Fix verified successfully.

Phase 7: Commit

Goal: Save the fix with proper documentation.

Run inline — the hook enforces credential scan and branch protection automatically:

git add <files>
git commit -m "$(cat <<'EOF'
[TICKET-123] fix(scope): description
EOF
)"
# If pushing: record security-auditor confirmation first (after a clean scan)
bash "${CLAUDE_PLUGIN_ROOT}/hooks/record-audit.sh"
git push

Commit message format:

[TICKET-123] fix(api): change /api/users to return 200 instead of 202

- Changed UserController to use synchronous processing
- Updated tests to expect 200 status code
- Root cause: Async processing was unintended change in commit abc123f

Output to user:

## Debug Complete ✓

Issue: /api/users returns 202 instead of 200
Root Cause: Unintended async processing change
Fix Applied: Reverted to synchronous response
Tests: All passing
Commit: abc123f
Status: RESOLVED

Error Handling

If code location not found

❌ Could not locate /api/users endpoint

Suggestions:
  • Check if route exists: grep -r "api/users" routes/
  • Check if endpoint was removed
  • Try broader search: grep -r "users" src/Controller/

If root cause unclear after investigation

⚠️ Root cause not definitively identified

Next steps:
  1. Add debug logging around suspected code
  2. Check production logs for error patterns
  3. Reproduce issue locally with debugging enabled
  4. Consider pairing with developer familiar with this code

If fix breaks other tests

⚠️ Fix broke 3 other tests

Rolling back change...
Delegating to test-fixer for comprehensive test fix...

Task(test-fixer, "Fix all failing tests after changing /api/users status code")

Agent Orchestration Summary

Phase	Agent(s) Used	Purpose
Discovery	Explore, archaeologist	Find and understand code
Investigation	Direct analysis	Root cause analysis
Fix	Direct (Edit tool)	Apply code/test changes
Verification	test-writer, test-fixer	Ensure fix works
Review	security-auditor, quality-guard	Validate fix quality and security
Commit	git-operator	Save and document fix

Tips for Effective Debugging

❌ "It's broken" ❌ "Fix the login" ❌ "Make it faster"

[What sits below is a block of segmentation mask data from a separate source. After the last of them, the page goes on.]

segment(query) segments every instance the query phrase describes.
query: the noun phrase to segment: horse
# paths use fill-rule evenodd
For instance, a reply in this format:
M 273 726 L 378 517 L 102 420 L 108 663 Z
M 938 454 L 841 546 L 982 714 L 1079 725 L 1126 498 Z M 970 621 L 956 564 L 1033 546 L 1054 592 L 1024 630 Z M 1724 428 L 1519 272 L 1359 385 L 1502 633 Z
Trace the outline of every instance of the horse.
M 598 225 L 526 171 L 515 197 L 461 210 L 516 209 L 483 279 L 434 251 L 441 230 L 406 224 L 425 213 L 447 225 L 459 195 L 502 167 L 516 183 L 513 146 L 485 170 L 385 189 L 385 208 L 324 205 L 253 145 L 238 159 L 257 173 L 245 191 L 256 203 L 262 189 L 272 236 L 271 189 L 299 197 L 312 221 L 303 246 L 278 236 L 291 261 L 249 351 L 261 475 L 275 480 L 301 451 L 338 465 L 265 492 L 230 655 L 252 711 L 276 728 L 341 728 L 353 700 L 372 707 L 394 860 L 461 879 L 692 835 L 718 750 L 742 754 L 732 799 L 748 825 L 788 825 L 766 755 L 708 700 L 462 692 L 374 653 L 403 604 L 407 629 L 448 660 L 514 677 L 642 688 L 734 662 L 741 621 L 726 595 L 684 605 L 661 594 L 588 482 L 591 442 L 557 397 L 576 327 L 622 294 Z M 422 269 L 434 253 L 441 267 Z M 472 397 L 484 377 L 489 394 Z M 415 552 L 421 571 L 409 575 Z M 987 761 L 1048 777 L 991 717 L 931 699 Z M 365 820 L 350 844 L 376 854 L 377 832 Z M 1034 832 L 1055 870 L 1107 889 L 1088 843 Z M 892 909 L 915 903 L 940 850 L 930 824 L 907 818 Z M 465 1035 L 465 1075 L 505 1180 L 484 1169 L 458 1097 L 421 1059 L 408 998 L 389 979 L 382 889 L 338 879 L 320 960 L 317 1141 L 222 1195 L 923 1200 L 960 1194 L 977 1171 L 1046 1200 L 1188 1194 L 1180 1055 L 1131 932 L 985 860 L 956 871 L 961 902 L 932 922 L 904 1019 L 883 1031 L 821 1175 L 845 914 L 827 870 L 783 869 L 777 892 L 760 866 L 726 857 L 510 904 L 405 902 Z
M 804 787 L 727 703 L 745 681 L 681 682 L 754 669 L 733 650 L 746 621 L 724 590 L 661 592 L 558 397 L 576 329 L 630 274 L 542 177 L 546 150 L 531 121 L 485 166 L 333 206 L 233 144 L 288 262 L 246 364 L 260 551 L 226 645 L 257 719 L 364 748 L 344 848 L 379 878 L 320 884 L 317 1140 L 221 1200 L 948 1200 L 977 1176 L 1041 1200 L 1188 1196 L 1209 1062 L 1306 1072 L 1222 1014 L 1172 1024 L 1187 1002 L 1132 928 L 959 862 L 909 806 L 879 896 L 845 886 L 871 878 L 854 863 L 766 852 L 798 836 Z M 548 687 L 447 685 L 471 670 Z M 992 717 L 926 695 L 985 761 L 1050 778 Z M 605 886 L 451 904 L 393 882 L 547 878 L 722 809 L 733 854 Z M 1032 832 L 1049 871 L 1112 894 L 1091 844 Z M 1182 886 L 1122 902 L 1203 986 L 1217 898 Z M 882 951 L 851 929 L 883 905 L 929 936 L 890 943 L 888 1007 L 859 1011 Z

Include context when available:

Error messages
Stack traces
Reproduction steps
Expected vs actual behavior
Recent changes

Example:

/troubleshoot "Login endpoint returns 500 when password is empty
Error: Call to a member function hash() on null
Stack trace shows error in AuthService::validatePassword()
Expected: 400 Bad Request with validation error
Actual: 500 Internal Server Error"

Quality Checklist

Before completing troubleshoot session:

Root cause identified and documented
Fix applied (code or tests)
Tests passing
No regressions (other tests still pass)
Security check (if response/auth changed)
Committed with descriptive message
Issue resolved confirmation

Example Session

User:

/troubleshoot "Endpoint /api/users returns 202 instead of 200"

Skill Workflow:

Parse: Endpoint issue, status code mismatch
Discover:
- Task(Explore) → Found UserController.php:45
- Traced to UserService::getUsers()
Investigate:
- Direct analysis → Root cause: async processing change
- Git history shows commit abc123f changed to async
Decide: User confirms should be synchronous (200)
Fix: Change response status to 200
Verify:
- Run tests → All passing
- Task(security-auditor) → No issues
Commit:
- Task(git-operator) → Committed fix

Result: Issue resolved, tests passing, fix committed.